The honest answer is I don’t. Things have never been so good at home. The problem I have with sticking around and continuing to do the same old things with the same old people is that, no matter how good that is, I get bored. I want nothing more than to wake up in a new city and know that I’m going to spend a few days getting lost. Maybe it’s just me, maybe a few years of giving up stability and security have given me a shorter attention span or a greater desire to do more, see more and enjoy more.
That said, it’s not all as easy as crushing the cynical voice inside. There are days when I really do stop and listen and think, “hey Chris, maybe you’re right. Maybe I should stick around.” Life is good, why risk it for the unknown? I can’t say for sure but sometimes looking around at the other people who have given in to that voice, I know that I’m doing the right thing. That’s not to say there’s anything wrong with settling down and enjoying a comfortable life, it just isn’t for me.

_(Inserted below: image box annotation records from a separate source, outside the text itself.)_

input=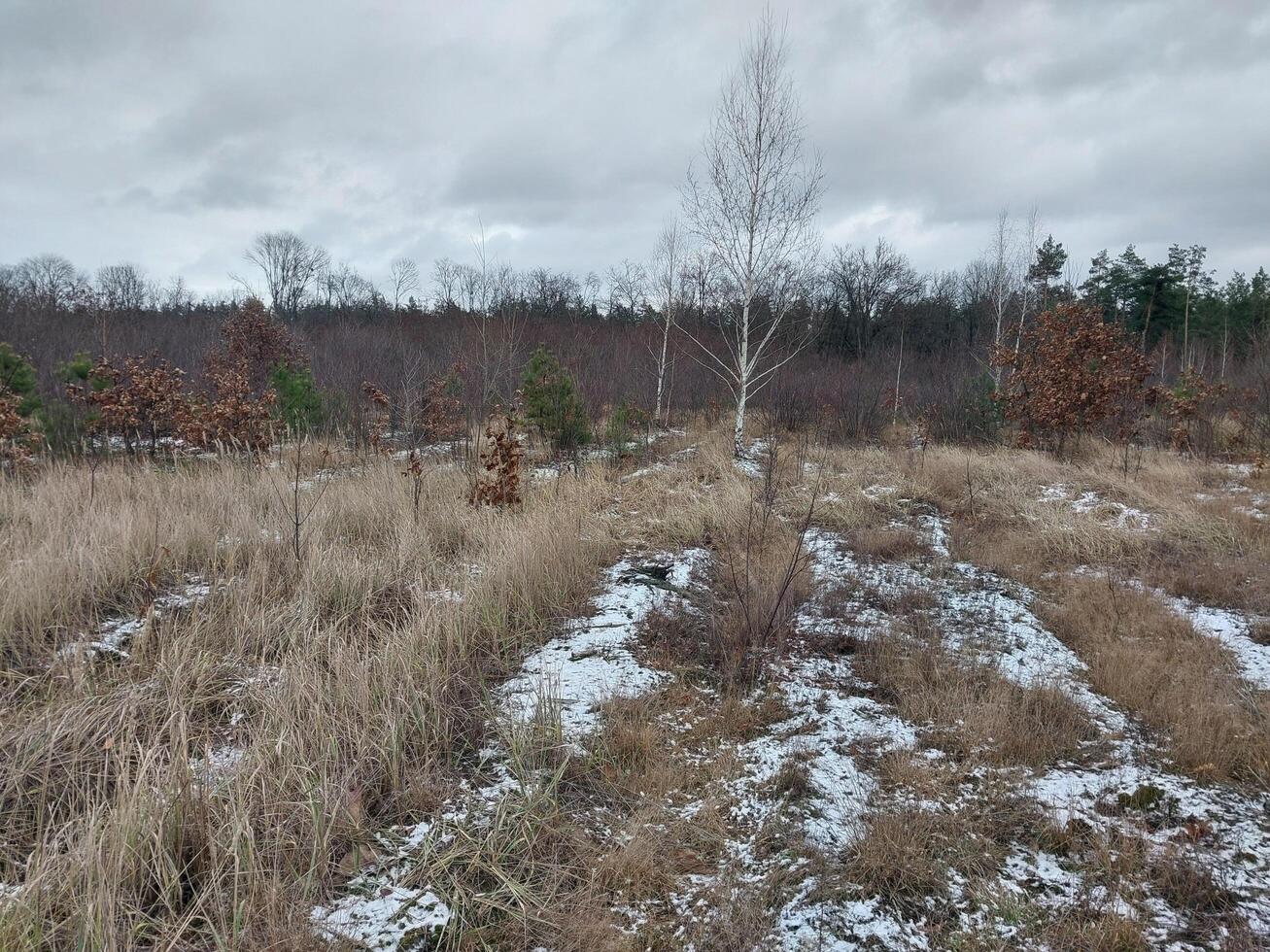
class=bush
[269,363,323,433]
[67,356,189,456]
[993,303,1150,453]
[0,341,40,417]
[521,344,591,453]
[604,400,649,459]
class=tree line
[0,17,1270,453]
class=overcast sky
[0,0,1270,290]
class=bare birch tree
[682,13,823,457]
[1014,206,1042,357]
[244,231,330,322]
[649,217,684,426]
[389,257,419,311]
[988,208,1014,389]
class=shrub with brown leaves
[207,297,309,394]
[182,367,274,452]
[993,303,1151,453]
[0,393,30,473]
[1158,368,1229,456]
[67,356,189,455]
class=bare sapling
[467,413,525,509]
[269,443,330,564]
[682,14,823,459]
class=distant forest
[0,222,1270,439]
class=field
[0,422,1270,952]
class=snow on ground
[310,876,450,952]
[732,438,772,480]
[310,548,708,952]
[1158,592,1270,691]
[762,525,1270,949]
[313,493,1270,952]
[1037,483,1151,531]
[189,744,247,787]
[1076,566,1270,691]
[499,548,708,737]
[57,575,212,662]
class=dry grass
[0,449,630,949]
[1040,579,1270,787]
[0,431,1270,952]
[856,618,1097,766]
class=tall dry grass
[0,457,624,949]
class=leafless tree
[988,208,1016,388]
[608,257,648,320]
[649,217,686,425]
[157,274,194,314]
[578,272,600,311]
[16,254,87,310]
[96,261,150,314]
[1014,206,1042,357]
[431,257,459,311]
[389,257,419,311]
[241,231,330,322]
[828,239,923,356]
[681,248,719,322]
[682,13,823,456]
[320,261,377,314]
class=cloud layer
[0,0,1270,290]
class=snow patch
[499,548,708,738]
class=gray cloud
[0,0,1270,289]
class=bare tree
[16,254,87,310]
[1014,206,1042,357]
[682,13,823,457]
[649,217,684,425]
[988,208,1014,388]
[431,257,459,311]
[389,257,419,311]
[96,261,150,314]
[829,239,924,357]
[608,257,648,322]
[681,248,717,322]
[241,231,330,322]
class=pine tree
[521,344,591,453]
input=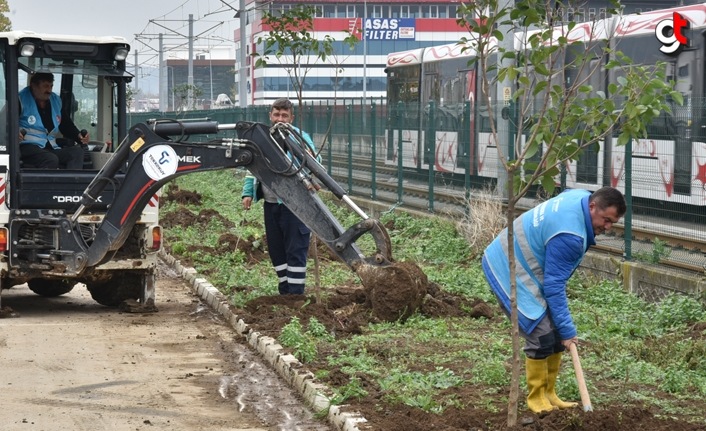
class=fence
[130,100,706,270]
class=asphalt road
[0,266,332,431]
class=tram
[386,3,706,214]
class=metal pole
[238,0,248,109]
[363,0,368,104]
[623,138,632,261]
[490,0,515,199]
[187,14,194,111]
[159,33,169,112]
[134,51,140,102]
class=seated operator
[20,73,90,169]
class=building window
[346,4,357,18]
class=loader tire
[86,273,145,307]
[27,278,76,298]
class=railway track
[330,156,706,274]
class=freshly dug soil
[162,190,706,431]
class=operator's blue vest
[20,87,61,148]
[478,190,590,320]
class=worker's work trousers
[265,202,311,295]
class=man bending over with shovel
[483,187,626,413]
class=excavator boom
[79,121,392,270]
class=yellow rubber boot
[544,352,579,409]
[525,358,556,413]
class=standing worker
[483,187,626,413]
[242,99,316,295]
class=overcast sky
[7,0,239,90]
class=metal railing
[130,100,706,271]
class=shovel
[569,343,593,412]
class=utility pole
[495,0,515,198]
[135,50,140,102]
[159,33,169,112]
[238,0,248,108]
[187,14,194,110]
[363,0,368,104]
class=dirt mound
[356,262,429,322]
[162,183,201,205]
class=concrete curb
[159,250,367,431]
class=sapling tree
[459,0,682,426]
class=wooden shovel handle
[569,343,593,412]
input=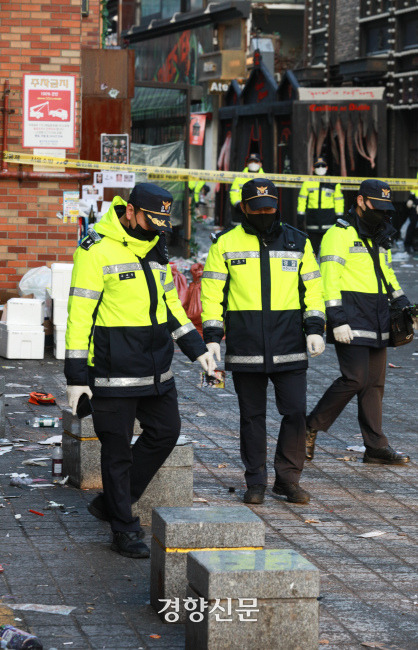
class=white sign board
[23,74,75,149]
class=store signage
[298,86,385,102]
[23,74,75,149]
[209,81,229,93]
[309,103,370,113]
[190,113,206,147]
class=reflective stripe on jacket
[320,215,408,347]
[229,167,264,205]
[202,224,325,372]
[298,181,344,229]
[64,197,206,396]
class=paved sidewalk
[0,262,418,650]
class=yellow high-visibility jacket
[320,211,409,347]
[64,196,206,397]
[298,181,344,230]
[229,167,264,205]
[202,222,325,373]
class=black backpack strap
[363,239,394,302]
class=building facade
[296,0,418,178]
[0,0,100,302]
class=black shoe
[87,493,110,521]
[273,481,311,503]
[363,445,411,465]
[110,531,150,558]
[306,427,318,460]
[244,485,266,503]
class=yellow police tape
[3,151,418,192]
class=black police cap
[358,178,395,211]
[242,178,279,210]
[128,183,173,231]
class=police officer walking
[306,179,417,465]
[202,178,325,503]
[298,157,344,255]
[65,183,214,558]
[404,174,418,255]
[229,153,264,223]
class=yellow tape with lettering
[0,151,418,192]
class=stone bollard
[62,409,193,526]
[0,377,6,438]
[186,549,319,650]
[132,436,193,526]
[150,506,264,620]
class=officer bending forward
[202,178,325,503]
[65,183,216,557]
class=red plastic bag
[170,263,187,307]
[184,264,203,336]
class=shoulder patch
[210,226,236,243]
[80,230,102,251]
[335,218,351,228]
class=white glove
[332,325,354,343]
[206,342,221,361]
[197,351,216,377]
[306,334,325,358]
[67,386,93,415]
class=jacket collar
[347,205,396,250]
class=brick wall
[0,0,99,297]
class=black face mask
[361,205,386,234]
[245,212,276,234]
[125,218,158,241]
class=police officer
[202,178,325,503]
[298,157,344,255]
[405,174,418,255]
[306,179,416,465]
[229,153,264,222]
[65,183,213,557]
[189,180,210,206]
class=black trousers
[404,208,418,246]
[92,387,180,532]
[307,343,388,449]
[232,370,306,487]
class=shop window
[141,0,160,18]
[362,20,389,55]
[188,0,205,11]
[161,0,181,18]
[311,34,326,65]
[360,0,391,18]
[399,11,418,50]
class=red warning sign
[28,90,71,122]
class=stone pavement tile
[0,265,418,650]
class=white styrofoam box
[0,323,45,359]
[52,298,68,326]
[51,262,74,300]
[6,298,44,327]
[45,287,52,318]
[54,324,67,359]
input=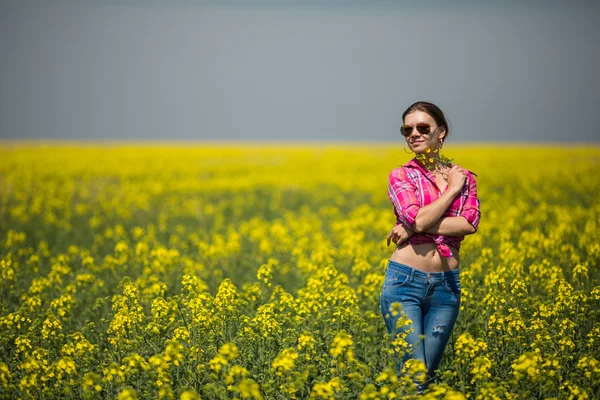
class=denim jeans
[380,259,460,392]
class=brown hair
[402,101,450,143]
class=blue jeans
[380,259,460,392]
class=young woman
[380,101,481,392]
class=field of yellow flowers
[0,143,600,399]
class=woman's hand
[387,224,414,247]
[448,165,467,193]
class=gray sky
[0,0,600,143]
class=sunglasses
[400,122,439,137]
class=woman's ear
[439,129,446,141]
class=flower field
[0,143,600,400]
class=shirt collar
[403,157,437,187]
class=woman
[380,101,481,392]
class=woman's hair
[402,101,450,143]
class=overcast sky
[0,0,600,143]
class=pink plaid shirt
[388,157,481,257]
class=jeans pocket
[383,270,410,288]
[442,275,461,295]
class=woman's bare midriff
[390,242,460,272]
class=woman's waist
[391,240,460,272]
[406,233,465,249]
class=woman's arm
[425,216,477,236]
[425,172,481,236]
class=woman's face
[404,111,446,154]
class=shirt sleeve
[388,168,421,229]
[459,172,481,230]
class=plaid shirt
[388,157,481,257]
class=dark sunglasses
[400,122,439,137]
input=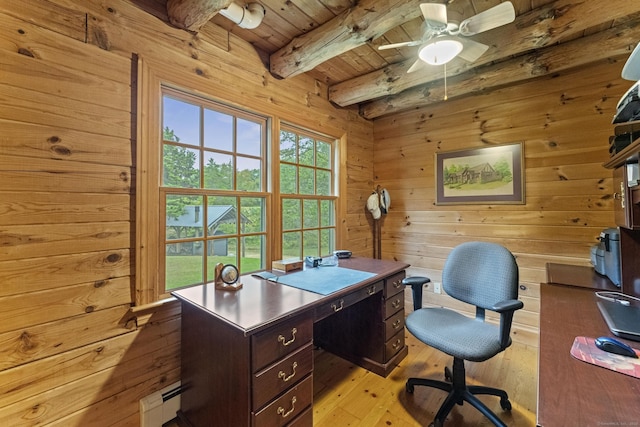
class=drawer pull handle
[278,362,298,383]
[278,396,298,418]
[278,328,298,347]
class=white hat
[380,188,391,215]
[367,192,380,219]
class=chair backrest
[442,242,518,309]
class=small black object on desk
[402,276,431,311]
[595,337,638,359]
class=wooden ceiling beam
[167,0,233,31]
[360,19,640,119]
[270,0,423,79]
[329,0,640,107]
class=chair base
[405,357,511,427]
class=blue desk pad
[278,267,376,295]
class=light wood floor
[167,333,537,427]
[313,333,537,427]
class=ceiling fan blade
[457,37,489,62]
[378,40,423,50]
[407,59,427,73]
[460,1,516,36]
[420,3,447,31]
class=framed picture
[435,143,524,205]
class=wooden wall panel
[374,60,631,346]
[0,0,373,427]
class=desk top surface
[172,257,409,334]
[538,283,640,427]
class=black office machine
[591,228,622,287]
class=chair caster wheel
[444,366,453,382]
[500,399,511,411]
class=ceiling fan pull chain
[444,64,449,101]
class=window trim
[132,57,348,310]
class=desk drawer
[316,281,383,321]
[253,375,313,427]
[287,408,313,427]
[384,310,404,341]
[384,292,404,319]
[384,271,406,298]
[251,343,313,409]
[251,315,313,372]
[384,330,404,360]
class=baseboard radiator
[140,381,182,427]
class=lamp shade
[418,38,462,65]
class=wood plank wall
[374,59,633,346]
[0,0,373,427]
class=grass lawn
[166,255,261,289]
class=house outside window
[160,88,267,291]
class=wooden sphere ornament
[215,262,242,291]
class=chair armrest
[402,276,431,311]
[491,299,524,348]
[491,299,524,313]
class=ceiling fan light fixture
[418,38,462,65]
[219,2,266,30]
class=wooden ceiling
[155,0,640,119]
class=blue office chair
[406,242,523,427]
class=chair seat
[406,307,511,362]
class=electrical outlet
[433,282,442,294]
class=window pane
[240,197,266,234]
[162,144,200,188]
[240,236,266,274]
[204,152,233,190]
[204,108,233,151]
[162,96,200,146]
[303,200,318,228]
[320,200,335,227]
[282,199,302,230]
[236,119,262,157]
[207,196,238,236]
[280,131,298,163]
[320,228,335,256]
[316,169,332,196]
[282,231,302,259]
[165,194,204,240]
[236,156,262,191]
[165,242,204,289]
[300,167,315,194]
[316,141,331,169]
[302,230,320,256]
[299,136,315,166]
[207,238,238,282]
[280,164,298,194]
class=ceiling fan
[378,1,516,73]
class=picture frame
[435,142,525,205]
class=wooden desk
[173,258,408,427]
[537,267,640,427]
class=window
[134,59,346,307]
[280,125,337,258]
[160,88,267,292]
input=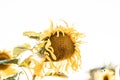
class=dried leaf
[20,57,31,67]
[13,44,31,57]
[0,59,18,65]
[23,31,41,39]
[3,73,18,80]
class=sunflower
[89,67,115,80]
[24,21,84,75]
[0,50,16,77]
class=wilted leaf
[20,57,31,67]
[13,44,31,56]
[23,31,41,39]
[3,74,18,80]
[0,59,18,65]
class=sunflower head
[50,32,75,61]
[23,21,84,75]
[0,50,12,70]
[42,22,84,61]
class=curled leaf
[23,31,41,39]
[0,59,18,65]
[13,44,31,57]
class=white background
[0,0,120,80]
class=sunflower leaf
[0,59,18,65]
[3,73,18,80]
[13,43,31,57]
[20,57,31,67]
[23,31,41,39]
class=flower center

I had a conversation today with a friend of mine who spent three weeks living with a tribe in the Amazon. Most people would tell you that’s an amazing thing to do but those same people wouldn’t dream of doing it themselves. I’m not even sure if I could push that far out of my own comfort zone, I wouldn’t even know where to begin, but I’d sure like to try some day! The trouble with travel is that it excites me, everything about it. I love listening to other people tell me their stories, flicking through blogs, looking at photos and reminiscing over my own trips.
At the other end of the spectrum, I spent a weekend at one of my old friends from university’s house with her family. This is very much a life I’ve turned my back on for now but it did give me an opportunity to see the appeal and what I’m arguably missing out on. There is something very rewarding in watching a child develop, even if it isn’t mine and I don’t see him very often. I’m also all up for the idea of owning a little space in the world, somewhere you can call your own. This just isn’t something I’m ready for, I need my freedom and for that I need no commitments and definitely no dependents.
I’m definitely ready to go. Apart from packing and most of the other physical things that constitute being ready.